Bitterns

China is a good place to see bitterns.  In addition to the Great Bittern (the one familiar to European readers), it is also possible to see Black Bittern, Cinnamon Bittern, Von Schrenck’s Bittern and Yellow Bittern.  Of the smaller bitterns, the Yellow Bittern is most numerous in Beijing with Von Schrenck’s also breeding in small numbers.  Cinnamon is an occasional (and increasing?) late Spring visitor (and possible breeder?) and there is just one record of Black Bittern.

Below are some images of Cinnamon, Von Schrenck’s and Yellow Bitterns, all taken in Beijing or neighbouring Hebei Province.

First, the beautiful richly coloured Cinnamon Bittern.

Cinnamon Bittern (male). No mistaking this species!
Cinnamon Bittern (presumed female with streaking below and pale spotting on the upperparts).

Next up, Von Schrenck’s Bittern.  The males and females look quite different.

Von Schrenck’s Bittern (male). Note the dark back, dark face and wing pattern (compared with Yellow Bittern below).
Von Schrenck’s Bittern (male).
Von Schrenck’s Bittern (female). Note the heavy and dark streaking.
Von Schrenck’s Bittern (female). Note the white-spotted upperparts combined with the dark back and face.
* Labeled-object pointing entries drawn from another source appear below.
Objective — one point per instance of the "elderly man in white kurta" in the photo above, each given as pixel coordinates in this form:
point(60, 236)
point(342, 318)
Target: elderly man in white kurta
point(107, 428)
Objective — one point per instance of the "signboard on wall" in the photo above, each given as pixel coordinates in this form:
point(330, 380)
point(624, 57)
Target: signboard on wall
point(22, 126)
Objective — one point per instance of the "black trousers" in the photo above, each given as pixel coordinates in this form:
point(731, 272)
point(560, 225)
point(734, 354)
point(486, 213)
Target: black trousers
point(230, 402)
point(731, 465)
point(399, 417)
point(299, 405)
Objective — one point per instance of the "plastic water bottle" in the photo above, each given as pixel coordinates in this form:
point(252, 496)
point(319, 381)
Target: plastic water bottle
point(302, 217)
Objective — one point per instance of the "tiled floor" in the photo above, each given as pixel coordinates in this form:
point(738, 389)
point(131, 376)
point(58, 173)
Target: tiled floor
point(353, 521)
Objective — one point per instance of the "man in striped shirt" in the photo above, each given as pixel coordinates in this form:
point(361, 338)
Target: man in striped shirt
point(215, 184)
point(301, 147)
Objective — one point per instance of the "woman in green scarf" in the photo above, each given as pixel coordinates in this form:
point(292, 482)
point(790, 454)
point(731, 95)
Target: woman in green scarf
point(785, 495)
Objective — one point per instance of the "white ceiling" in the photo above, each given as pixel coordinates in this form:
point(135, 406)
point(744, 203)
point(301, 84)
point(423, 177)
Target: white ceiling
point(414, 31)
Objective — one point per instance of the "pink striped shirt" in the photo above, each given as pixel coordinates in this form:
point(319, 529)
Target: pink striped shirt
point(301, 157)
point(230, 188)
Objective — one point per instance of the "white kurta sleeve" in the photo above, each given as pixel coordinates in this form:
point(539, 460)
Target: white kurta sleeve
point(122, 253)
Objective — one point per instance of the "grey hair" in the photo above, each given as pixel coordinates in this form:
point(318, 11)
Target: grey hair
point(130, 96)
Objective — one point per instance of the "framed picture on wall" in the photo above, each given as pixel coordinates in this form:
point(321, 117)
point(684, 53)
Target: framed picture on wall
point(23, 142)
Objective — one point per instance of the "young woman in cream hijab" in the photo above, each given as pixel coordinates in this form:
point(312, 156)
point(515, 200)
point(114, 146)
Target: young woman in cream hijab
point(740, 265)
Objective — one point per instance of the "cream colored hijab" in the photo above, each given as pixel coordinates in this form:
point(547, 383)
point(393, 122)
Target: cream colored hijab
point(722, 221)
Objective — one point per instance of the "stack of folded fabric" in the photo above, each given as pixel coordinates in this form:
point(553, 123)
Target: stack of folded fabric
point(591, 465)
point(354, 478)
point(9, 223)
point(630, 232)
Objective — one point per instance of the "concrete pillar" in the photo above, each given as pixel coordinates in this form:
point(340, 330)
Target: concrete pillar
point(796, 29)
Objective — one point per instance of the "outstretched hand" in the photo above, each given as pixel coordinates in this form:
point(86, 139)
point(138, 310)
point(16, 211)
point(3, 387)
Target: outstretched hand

Finally, the Yellow Bittern.  A common breeder, including in the Olympic Forest Park and Yeyahu NR.

Yellow Bittern (male). The contrasting underwing is a good feature of Yellow Bittern).
Yellow Bittern showing uppewing pattern.  This individual has a particularly dark back.
Yellow Bittern.
Yellow Bittern from below.

Yeyahu

A few days ago I accompanied visiting birder, Claus Holzapfel, and his wife to Yeyahu.  After an early start and navigating the broken down trucks on the hill past Badaling Great Wall, we arrived on site around 0730.  It was a very pleasant temperature early morning and visibility gradually improved throughout the morning.  Passerine migration was in evidence with singles of Two-barred Greenish and Arctic Warbler along the entrance track in the company of Grey-streaked and Asian Brown Flycatchers and local breeding was also in evidence with three young Grey-headed Woodpeckers crossing our path on the way to the lake.  As we made our way along the boardwalk, a Common Kingfisher perched ahead of us and we encountered a family of Yellow Bitterns, including 4 juveniles looking like sulking teenagers as their parents hurried backwards and forwards with food.

Juvenile Yellow Bittern, Yeyahu. "Come on muummm, I'm hungry"
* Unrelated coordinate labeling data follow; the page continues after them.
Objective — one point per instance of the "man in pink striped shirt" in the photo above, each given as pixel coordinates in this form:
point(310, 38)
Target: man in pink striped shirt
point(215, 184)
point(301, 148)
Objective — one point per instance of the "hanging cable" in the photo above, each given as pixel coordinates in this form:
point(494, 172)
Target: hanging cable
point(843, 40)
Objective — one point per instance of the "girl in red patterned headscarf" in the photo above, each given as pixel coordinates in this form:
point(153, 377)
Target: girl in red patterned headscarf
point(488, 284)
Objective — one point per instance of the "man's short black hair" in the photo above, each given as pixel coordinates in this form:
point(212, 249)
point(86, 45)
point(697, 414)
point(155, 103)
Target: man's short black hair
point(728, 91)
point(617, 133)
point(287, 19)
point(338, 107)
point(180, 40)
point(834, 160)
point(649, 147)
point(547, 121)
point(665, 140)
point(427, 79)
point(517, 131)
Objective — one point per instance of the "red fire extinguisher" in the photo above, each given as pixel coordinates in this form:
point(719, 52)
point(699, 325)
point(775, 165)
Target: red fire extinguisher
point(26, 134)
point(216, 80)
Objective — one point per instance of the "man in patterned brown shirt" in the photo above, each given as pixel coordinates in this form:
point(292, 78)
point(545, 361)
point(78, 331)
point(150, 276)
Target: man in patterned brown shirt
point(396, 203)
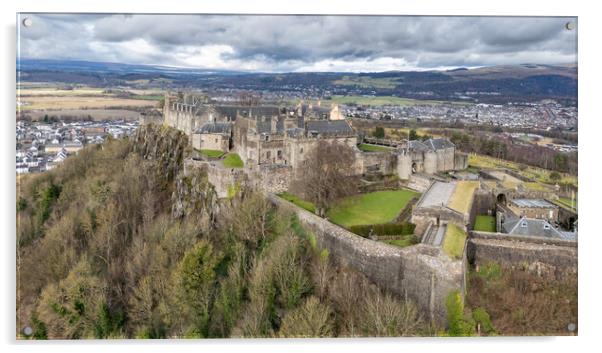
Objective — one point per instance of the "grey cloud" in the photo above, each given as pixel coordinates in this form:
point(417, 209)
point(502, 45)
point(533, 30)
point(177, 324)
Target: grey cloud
point(289, 42)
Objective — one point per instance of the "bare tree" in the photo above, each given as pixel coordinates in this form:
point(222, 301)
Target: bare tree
point(328, 174)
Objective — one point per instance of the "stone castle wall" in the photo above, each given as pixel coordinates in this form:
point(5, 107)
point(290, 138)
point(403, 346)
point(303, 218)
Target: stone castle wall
point(553, 257)
point(420, 272)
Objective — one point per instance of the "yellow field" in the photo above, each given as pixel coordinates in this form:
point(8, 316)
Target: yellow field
point(537, 174)
point(460, 200)
point(48, 91)
point(77, 102)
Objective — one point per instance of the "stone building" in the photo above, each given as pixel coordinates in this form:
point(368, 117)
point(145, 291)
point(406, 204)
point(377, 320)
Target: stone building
point(534, 208)
point(213, 136)
point(284, 136)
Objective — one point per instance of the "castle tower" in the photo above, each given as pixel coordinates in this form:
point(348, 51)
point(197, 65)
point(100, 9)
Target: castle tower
point(404, 165)
point(430, 162)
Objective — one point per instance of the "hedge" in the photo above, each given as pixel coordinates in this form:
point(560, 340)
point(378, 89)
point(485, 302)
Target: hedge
point(383, 229)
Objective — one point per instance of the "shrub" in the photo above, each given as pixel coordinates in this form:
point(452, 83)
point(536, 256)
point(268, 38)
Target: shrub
point(457, 324)
point(311, 319)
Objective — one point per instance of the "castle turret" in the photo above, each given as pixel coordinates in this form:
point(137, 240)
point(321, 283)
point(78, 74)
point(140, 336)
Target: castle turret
point(404, 165)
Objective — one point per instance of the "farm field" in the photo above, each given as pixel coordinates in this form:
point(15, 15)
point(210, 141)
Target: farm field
point(371, 208)
point(538, 174)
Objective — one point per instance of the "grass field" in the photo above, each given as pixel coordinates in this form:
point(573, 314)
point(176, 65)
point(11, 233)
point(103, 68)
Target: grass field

A few Night Herons and Chinese Pond Herons flopped over the lake and several juvenile Purple Herons commuted back and forth to the reservoir.

The first of what turned out to be many Black Drongos appeared from the gloom and headed north and a few Oriental Reed Warblers revealed themselves with their chattering.  It was good to see the nests of Chinese Penduline Tit at the north-west corner of the lake and we heard a couple of these birds calling from the reeds.  Terns were present in the form of at least 4 Common (ssp longipennis) and 4 Whiskered.

We took a short break at a gap in the trees to overlook the grassland and shrubs towards Ma Chang and it was here that we enjoyed a magic couple of minutes.  First, a juvenile Pied Harrier floated in from the west, soon followed by a male Eastern Marsh Harrier (both new birds for Claus).  Then, almost immediately, a Chinese Grey Shrike (another new bird for Claus) alighted on the top of a poplar and a female Pied Harrier flew in from the north.  Brilliant stuff..  and, as happens frequently in birding, two minutes later all of the birds had gone…!

We slowly made our way along the wooded edge of the lake picking up at least 4 Wood Sandpipers, both Barn and Red-rumped Swallow and a stunning male Black-naped Oriole.  But the highlight along here was a lovely encounter with a mammal, which we first suspected was a Yellow-throated Marten.  However, I have been reliably informed that it is not this species (EDIT: after a bit of detective work – Claus visited the Zoological Museum of Beijing – we believe it is a Siberian Weasel.  These are the elusive creatures that inhabit the hutongs of Beijing and are believed by locals to hold the power to capture and return human souls…!  We gave it a wide berth just in case…)

Siberian Weasel, Yeyahu. Photo by Claus Holzapfel

After enjoying this lovely animal as it made its way along the path towards us before scurrying into the vegetation, we made our way down to the viewing tower overlooking the reservoir.  Again, as on my most recent visit, hundreds of blue butterflies were congregating on the path and I couldn’t resist taking a few more photos of this spectacle.

Rhapsody in Blue
Close-up

Claus captured me getting up close and personal with these butterflies.. not the most flattering photo!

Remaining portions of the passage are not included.